This collection consists of one Victorian wooden box, used for collecting and teaching, that belonged to Catherine Mary of Stirling, from Kippenross House, near Dunblane. It is still complete and fitted with 5 removable trays containing specimens of:
- Animal & Vegetable Substances (such as nut galls, Portuguese cork, a piece of tortoise shell, timber specimens, pearls, etc.)
- Minerals & Metals (such as marble, lead shot in glass bottle, pieces of jet, granite, agate, slate, a metal cube of tin ore, etc.)
- Manufactures & Raw Materials (such as specimens of tannin, leather shoe soles, morocco leather, sheepskin, English cotton, hemp in a glass bottle, different strength of rope, various pieces of glass and pottery, etc.)
- Gums & Miscellaneous (such as gum benzoin, gum myrrh, gum fragacanth, glue gelatin, Indian rubber, chalk, pieces of bone and horn, pieces of white and red coral, etc.)
- Bottles of Spices, Grains, etc. (this tray contains 26 large glass bottles and 6 smaller ones, each bottle contains one substance such as Cassia bark, indigo, camphor, jussia, unrefined sugar, manna, arrow root, piemente, saffron, coffee beans, sago, etc.)

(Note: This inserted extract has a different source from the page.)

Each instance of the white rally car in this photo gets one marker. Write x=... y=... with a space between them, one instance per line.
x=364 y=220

These types of box were assembled for the collector's private use and amusement, and also used as a teaching tool for children: teaching and learning with, about and through materials, in the wake of the early educational reformers like Elizabeth Mayo. Each tray or glass bottle in her collector's box has a piece of paper or card on which Catherine M. Stirling makes extensive manuscript notes about the use, use in manufacturing, origin, or any other interesting relevant information of the specimen; many of these notes are quite substantial.